Optimized attention paths reduce memory movement and improve throughput by combining strategy metadata, paged KV cache layout, and specialized kernels.

Attention Implementation¶

attn_impl selects the attention backend.

The core config accepts triton, triton_grouped, and naive.

The server CLI and benchmark CLI expose all core choices.

Use triton_grouped for normal serving, benchmarking, and performance reports. The older triton path and the naive path are kept for compatibility and debugging; they are not recommended for optimized runs.

Paged Attention¶

Paged attention stores KV cache in pages instead of requiring a single contiguous region per request. The scheduler and KV cache manager use page tables to map request positions to cache storage.

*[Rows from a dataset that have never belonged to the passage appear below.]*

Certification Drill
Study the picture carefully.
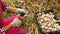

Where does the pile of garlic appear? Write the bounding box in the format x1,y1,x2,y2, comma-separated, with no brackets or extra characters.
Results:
37,13,60,32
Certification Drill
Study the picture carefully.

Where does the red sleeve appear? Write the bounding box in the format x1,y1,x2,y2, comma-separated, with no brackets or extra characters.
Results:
1,0,7,10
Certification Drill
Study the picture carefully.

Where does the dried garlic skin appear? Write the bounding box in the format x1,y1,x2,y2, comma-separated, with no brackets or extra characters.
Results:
37,13,60,32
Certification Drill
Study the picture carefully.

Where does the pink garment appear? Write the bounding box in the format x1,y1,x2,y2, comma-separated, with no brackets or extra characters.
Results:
0,0,6,28
4,16,26,34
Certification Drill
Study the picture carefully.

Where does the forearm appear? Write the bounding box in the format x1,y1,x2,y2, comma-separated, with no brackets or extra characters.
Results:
7,7,16,13
3,24,12,32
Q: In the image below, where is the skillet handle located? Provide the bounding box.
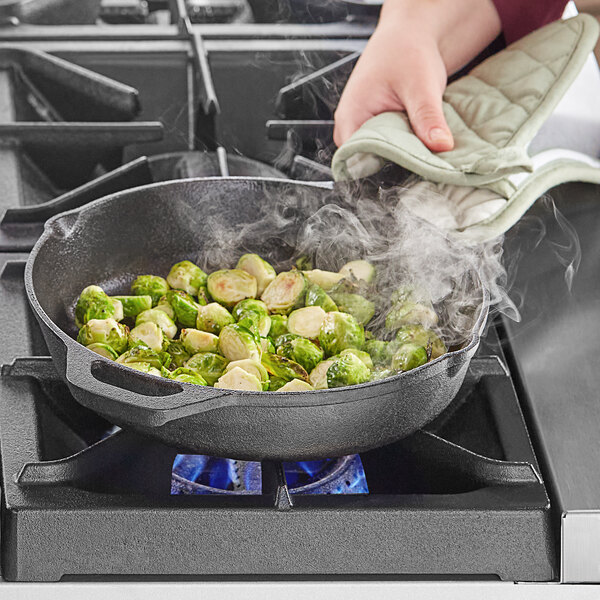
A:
[65,342,231,427]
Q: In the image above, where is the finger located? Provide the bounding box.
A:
[403,79,454,152]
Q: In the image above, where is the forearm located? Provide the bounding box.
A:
[378,0,502,75]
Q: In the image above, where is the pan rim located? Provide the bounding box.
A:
[25,176,489,412]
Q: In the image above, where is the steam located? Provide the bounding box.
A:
[186,178,508,347]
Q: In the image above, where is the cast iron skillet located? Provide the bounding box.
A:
[25,178,487,460]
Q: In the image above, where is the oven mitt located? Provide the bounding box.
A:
[332,14,600,239]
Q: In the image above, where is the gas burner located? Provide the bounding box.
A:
[171,454,369,495]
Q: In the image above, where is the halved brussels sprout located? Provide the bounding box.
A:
[129,321,169,352]
[235,254,277,296]
[196,302,235,335]
[327,354,371,388]
[385,301,438,331]
[225,358,269,382]
[117,345,171,369]
[75,285,116,328]
[112,296,152,321]
[261,354,308,381]
[364,340,393,366]
[319,311,365,356]
[340,348,373,370]
[88,343,119,360]
[124,362,162,377]
[261,271,306,314]
[167,260,206,296]
[185,352,229,385]
[340,260,375,283]
[206,269,257,308]
[276,379,315,392]
[309,358,337,390]
[288,306,327,340]
[219,323,261,360]
[179,329,219,354]
[277,338,323,373]
[269,315,288,339]
[303,269,344,292]
[135,308,177,340]
[131,275,169,305]
[167,340,191,369]
[392,342,427,371]
[259,337,275,353]
[167,367,207,385]
[396,325,448,360]
[304,283,338,312]
[154,295,175,321]
[215,367,263,392]
[77,318,129,354]
[165,290,199,327]
[331,292,375,325]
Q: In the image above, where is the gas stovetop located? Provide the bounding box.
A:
[0,0,600,598]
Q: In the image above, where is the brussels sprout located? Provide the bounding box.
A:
[364,340,393,365]
[179,329,219,354]
[392,342,427,371]
[185,352,229,385]
[304,283,337,312]
[261,354,308,381]
[371,368,396,381]
[260,337,275,352]
[288,306,327,340]
[112,296,152,321]
[327,354,371,388]
[165,290,199,327]
[269,315,288,339]
[276,379,315,392]
[75,285,116,328]
[274,333,301,348]
[340,260,375,283]
[129,321,169,352]
[88,343,119,360]
[340,348,373,370]
[167,260,206,296]
[77,318,129,354]
[219,323,261,360]
[131,275,169,305]
[117,345,171,369]
[207,269,257,308]
[166,340,191,369]
[261,271,306,314]
[385,301,438,331]
[154,295,175,321]
[167,367,207,385]
[196,285,212,306]
[331,292,375,325]
[135,308,177,340]
[303,269,344,292]
[196,302,235,335]
[309,359,337,390]
[396,325,448,360]
[319,311,365,356]
[269,377,288,392]
[225,358,269,382]
[277,338,323,372]
[215,367,263,392]
[124,362,162,377]
[235,254,277,296]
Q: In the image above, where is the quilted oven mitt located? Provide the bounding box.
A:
[332,15,600,240]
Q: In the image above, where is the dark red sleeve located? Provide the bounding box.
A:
[492,0,567,44]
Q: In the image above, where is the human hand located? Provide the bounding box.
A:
[333,0,500,152]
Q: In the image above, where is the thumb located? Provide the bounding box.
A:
[403,79,454,152]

Key	How to set it	What it does
`page_size`	Use `4`, `8`, `16`, or `32` for most models; `diffusion_gemma` uses `256`.	Sets the KV cache page size used by paged attention.
`block_size`	Keep it less than or equal to `page_size`.	Keeps diffusion block layout compatible with KV cache pages.
`kv_cache_layout`	Use `unified` unless a strategy or experiment needs `distinct`.	Chooses how cache storage is organized for attention.

Chunked Prefill¶

Chunked prefill splits long prefill work into smaller chunks so the engine can respect token budgets and cache constraints. Strategy-specific model runners prepare chunked prefill tensors and attention metadata.

Related Arguments¶

Surface	Names	Notes
Python/config	`attn_impl`, `page_size`, `kv_cache_layout`	Primary configuration fields for attention and cache layout.
CLI	`--attn-impl`, `--page-size`, `--kv-cache-layout`	Use for serving or benchmark overrides.
Kernel package	`diffulex_kernel`	Provides the lower-level optimized attention and cache helpers.